By Zoey Ramirez Sep 9, 2025

Learn how to navigate sudden interest rate cuts on your savings and effectively manage your wealth.

For a period of four months, I was enjoying an excellent 5.00% return on my cash in a high-yield checking account with mph.bank. This was a great arrangement because it didn't require me to spend from my debit card to qualify. All it needed was for me to set up a monthly direct deposit of $2,000.

However, I expected that the 5.00% APY wouldn't last indefinitely with the upcoming Federal Reserve rate cuts. My assumption was that the reduction would be gradual and communicated either through an email or my monthly statement.

Contrary to expectations, mph.bank, an online part of Liberty Savings Bank, reduced my rate by one percentage point to 4.00% APY with no communication. The change occurred on August 20th, which I only discovered after contacting the bank.

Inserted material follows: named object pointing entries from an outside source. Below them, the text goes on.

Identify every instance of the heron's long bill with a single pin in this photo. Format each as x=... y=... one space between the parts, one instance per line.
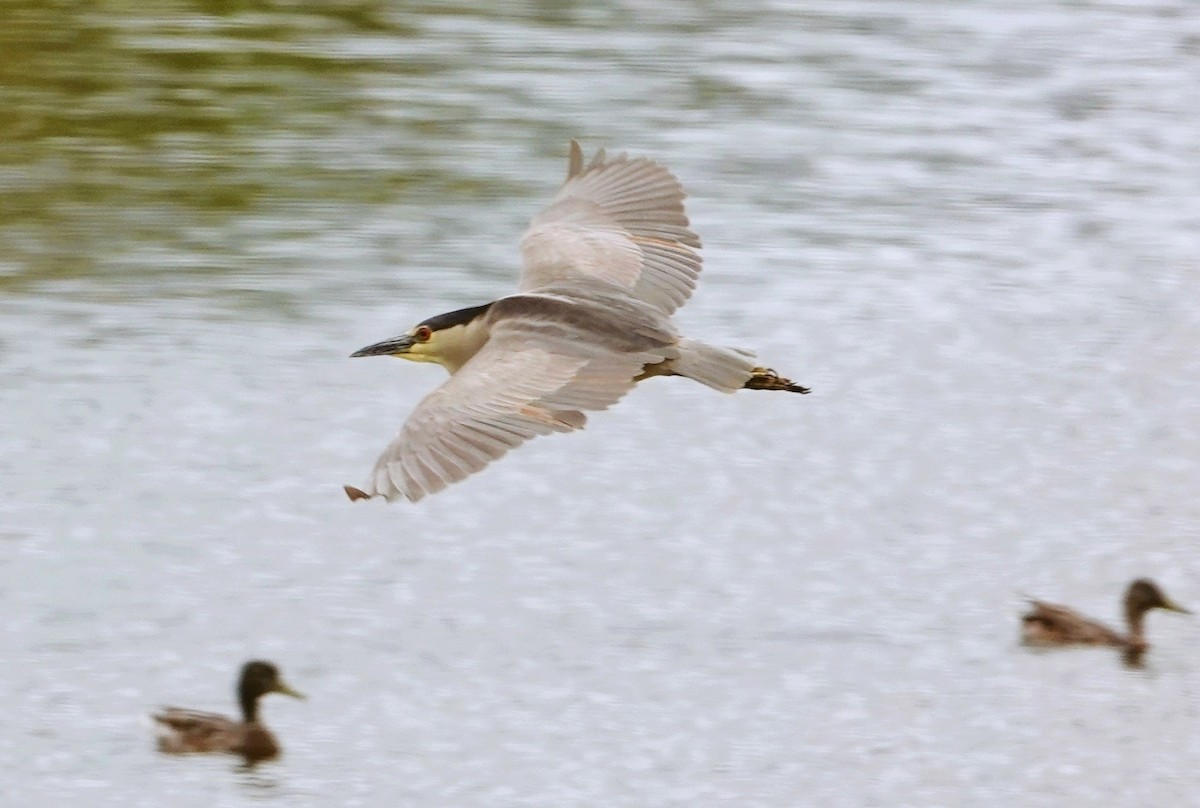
x=387 y=348
x=1170 y=605
x=286 y=689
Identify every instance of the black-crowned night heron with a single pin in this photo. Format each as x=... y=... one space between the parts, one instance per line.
x=605 y=267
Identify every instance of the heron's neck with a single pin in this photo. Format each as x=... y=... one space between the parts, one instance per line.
x=459 y=343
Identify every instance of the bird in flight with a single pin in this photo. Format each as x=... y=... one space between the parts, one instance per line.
x=605 y=265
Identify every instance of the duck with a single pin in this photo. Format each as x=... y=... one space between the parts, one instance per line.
x=190 y=731
x=1049 y=624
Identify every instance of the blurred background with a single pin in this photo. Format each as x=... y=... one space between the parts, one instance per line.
x=972 y=228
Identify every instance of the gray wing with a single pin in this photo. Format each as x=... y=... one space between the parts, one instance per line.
x=521 y=384
x=616 y=220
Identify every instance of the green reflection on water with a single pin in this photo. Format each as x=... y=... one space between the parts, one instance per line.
x=136 y=132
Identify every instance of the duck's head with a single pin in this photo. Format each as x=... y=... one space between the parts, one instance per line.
x=258 y=678
x=1144 y=594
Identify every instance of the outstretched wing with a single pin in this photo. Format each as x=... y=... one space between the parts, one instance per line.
x=523 y=383
x=616 y=220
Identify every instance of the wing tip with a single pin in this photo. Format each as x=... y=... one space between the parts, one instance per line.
x=355 y=494
x=575 y=163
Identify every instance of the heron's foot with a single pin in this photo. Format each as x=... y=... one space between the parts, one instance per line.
x=765 y=378
x=355 y=494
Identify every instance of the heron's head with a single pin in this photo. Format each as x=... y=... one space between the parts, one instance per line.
x=449 y=339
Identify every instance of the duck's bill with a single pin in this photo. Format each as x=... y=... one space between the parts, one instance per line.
x=286 y=689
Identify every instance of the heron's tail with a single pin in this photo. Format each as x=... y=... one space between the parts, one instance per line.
x=721 y=369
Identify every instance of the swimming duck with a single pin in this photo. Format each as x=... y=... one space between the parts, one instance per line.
x=184 y=731
x=1048 y=624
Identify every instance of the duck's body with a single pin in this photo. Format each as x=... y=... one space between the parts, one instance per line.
x=1049 y=624
x=190 y=731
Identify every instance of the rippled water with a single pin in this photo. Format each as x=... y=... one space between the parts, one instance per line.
x=972 y=228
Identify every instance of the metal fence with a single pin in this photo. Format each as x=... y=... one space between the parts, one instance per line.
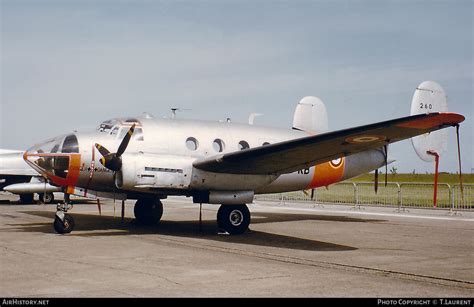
x=401 y=195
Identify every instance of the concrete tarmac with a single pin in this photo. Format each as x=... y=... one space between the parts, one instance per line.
x=291 y=250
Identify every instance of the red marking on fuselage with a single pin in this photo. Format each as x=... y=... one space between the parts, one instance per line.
x=73 y=168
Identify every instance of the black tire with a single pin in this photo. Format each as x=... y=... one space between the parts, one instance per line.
x=235 y=219
x=46 y=198
x=26 y=198
x=65 y=226
x=148 y=211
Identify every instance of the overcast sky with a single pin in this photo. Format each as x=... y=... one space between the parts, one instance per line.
x=67 y=65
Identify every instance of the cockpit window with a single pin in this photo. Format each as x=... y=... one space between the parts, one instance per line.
x=114 y=130
x=137 y=134
x=70 y=144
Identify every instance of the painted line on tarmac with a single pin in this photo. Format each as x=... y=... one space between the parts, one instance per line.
x=445 y=218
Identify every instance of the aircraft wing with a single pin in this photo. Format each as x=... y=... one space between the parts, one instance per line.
x=293 y=155
x=12 y=164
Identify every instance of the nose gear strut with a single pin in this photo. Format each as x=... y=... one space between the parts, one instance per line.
x=63 y=222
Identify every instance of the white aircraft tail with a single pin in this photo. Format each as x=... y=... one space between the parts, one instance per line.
x=429 y=97
x=310 y=115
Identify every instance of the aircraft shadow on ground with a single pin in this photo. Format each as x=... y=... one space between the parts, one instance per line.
x=91 y=225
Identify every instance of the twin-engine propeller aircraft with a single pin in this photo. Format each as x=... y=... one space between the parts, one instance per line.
x=224 y=163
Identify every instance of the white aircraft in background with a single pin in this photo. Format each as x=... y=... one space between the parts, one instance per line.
x=221 y=163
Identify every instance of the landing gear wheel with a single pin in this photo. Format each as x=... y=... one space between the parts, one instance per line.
x=235 y=219
x=46 y=198
x=148 y=211
x=65 y=226
x=26 y=198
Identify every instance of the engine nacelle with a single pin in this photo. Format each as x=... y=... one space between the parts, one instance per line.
x=144 y=170
x=224 y=197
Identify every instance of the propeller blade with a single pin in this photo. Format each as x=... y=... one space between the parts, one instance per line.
x=376 y=181
x=125 y=141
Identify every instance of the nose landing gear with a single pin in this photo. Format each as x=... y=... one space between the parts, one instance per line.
x=235 y=219
x=63 y=222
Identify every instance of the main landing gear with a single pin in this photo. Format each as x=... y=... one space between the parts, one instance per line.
x=46 y=198
x=148 y=211
x=235 y=219
x=63 y=222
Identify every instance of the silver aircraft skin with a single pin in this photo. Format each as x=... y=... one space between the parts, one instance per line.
x=221 y=163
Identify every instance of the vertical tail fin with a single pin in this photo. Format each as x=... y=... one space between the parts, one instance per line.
x=429 y=97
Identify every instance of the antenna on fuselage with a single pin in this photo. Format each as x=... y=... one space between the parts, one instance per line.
x=173 y=111
x=252 y=117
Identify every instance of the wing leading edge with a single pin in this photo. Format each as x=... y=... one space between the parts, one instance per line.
x=293 y=155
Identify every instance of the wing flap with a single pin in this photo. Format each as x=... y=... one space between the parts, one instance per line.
x=293 y=155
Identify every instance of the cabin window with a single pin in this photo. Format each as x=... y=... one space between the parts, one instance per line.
x=243 y=145
x=218 y=145
x=191 y=143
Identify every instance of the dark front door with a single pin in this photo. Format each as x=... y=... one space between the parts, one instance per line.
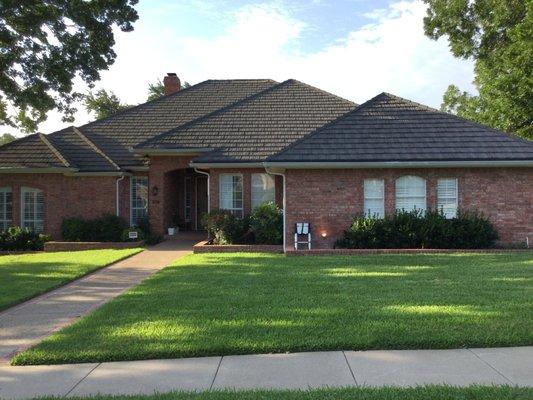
x=201 y=199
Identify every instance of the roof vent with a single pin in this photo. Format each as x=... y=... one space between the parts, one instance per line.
x=172 y=83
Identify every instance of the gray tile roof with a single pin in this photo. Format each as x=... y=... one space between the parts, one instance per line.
x=257 y=127
x=29 y=152
x=389 y=128
x=117 y=134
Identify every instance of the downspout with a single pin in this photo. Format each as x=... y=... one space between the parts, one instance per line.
x=208 y=187
x=284 y=206
x=117 y=182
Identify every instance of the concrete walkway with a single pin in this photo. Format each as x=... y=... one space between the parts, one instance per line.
x=462 y=367
x=28 y=323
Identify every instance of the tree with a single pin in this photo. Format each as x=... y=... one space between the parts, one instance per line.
x=103 y=104
x=496 y=34
x=45 y=44
x=157 y=90
x=6 y=138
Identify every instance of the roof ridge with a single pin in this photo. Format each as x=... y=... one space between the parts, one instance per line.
x=320 y=90
x=94 y=147
x=213 y=113
x=179 y=92
x=510 y=135
x=323 y=127
x=55 y=151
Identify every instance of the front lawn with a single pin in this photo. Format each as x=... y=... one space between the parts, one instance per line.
x=27 y=275
x=218 y=304
x=417 y=393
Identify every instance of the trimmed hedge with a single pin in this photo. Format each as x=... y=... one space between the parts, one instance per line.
x=263 y=226
x=108 y=228
x=19 y=239
x=469 y=230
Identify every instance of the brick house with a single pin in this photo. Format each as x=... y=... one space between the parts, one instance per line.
x=232 y=144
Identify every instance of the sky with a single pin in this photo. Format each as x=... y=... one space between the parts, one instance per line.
x=353 y=48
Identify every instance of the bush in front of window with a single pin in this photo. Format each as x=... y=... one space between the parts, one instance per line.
x=225 y=228
x=266 y=223
x=416 y=229
x=21 y=239
x=107 y=228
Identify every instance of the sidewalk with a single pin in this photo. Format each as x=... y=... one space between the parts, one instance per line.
x=462 y=367
x=28 y=323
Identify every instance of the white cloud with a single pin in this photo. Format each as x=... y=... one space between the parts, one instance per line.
x=390 y=53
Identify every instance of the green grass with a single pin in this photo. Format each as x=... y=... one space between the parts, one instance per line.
x=219 y=304
x=388 y=393
x=27 y=275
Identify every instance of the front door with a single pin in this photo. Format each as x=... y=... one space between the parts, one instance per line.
x=201 y=199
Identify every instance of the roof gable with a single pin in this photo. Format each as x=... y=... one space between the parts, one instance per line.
x=390 y=128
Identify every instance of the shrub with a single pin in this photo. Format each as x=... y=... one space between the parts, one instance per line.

Although 4.00% remains competitive, the lack of communication about the significant cut caused frustration, prompting me to explore alternative options.

Banks and credit unions are not legally required to notify you of changes in savings, money market, or checking account rates under the Truth in Savings Act (Regulation DD, 12 CFR § 1030.5). Given this, certificates of deposit (CDs) can become an attractive investment as these offer fixed rates until the maturity term.

Some high-yield savings rates can remain constant for months. During periods when the Federal Reserve isn't changing rates, banks and credit unions often maintain their deposit rates.

However, as Federal Reserve rate cuts are imminent, banks and credit unions will likely reduce their deposit rates if they haven’t done so already.

In this scenario, it's crucial to keep an eye on rates on your accounts. Although banks are not required to, many post the current interest rates online under “Account Details” for customer convenience. If you don’t see it, it's advisable to check your monthly statement or contact the bank directly to confirm the rate you’re earning.

You do have options if a high-yield account cuts its rate significantly and is no longer competitive. Moving your savings to another high-yield account that offers interest rates between 4.40% and 5.00% is a straightforward solution. Another option is to consider opening a CD with rates currently ranging from 4.40% to 4.60% on terms of 3 to 18 months or in the lower 4% range on terms of 2 to 5 years.

While opting for a CD, it's key to select a term that aligns with your financial timeline to prevent incurring early withdrawal penalties. Allocating your savings in more than one CD with various maturities grants some access sooner while securing long-term returns.

Therefore, it's essential to research thoroughly and be proactive when managing your financial assets to ensure that you take advantage of the best available deposit rates.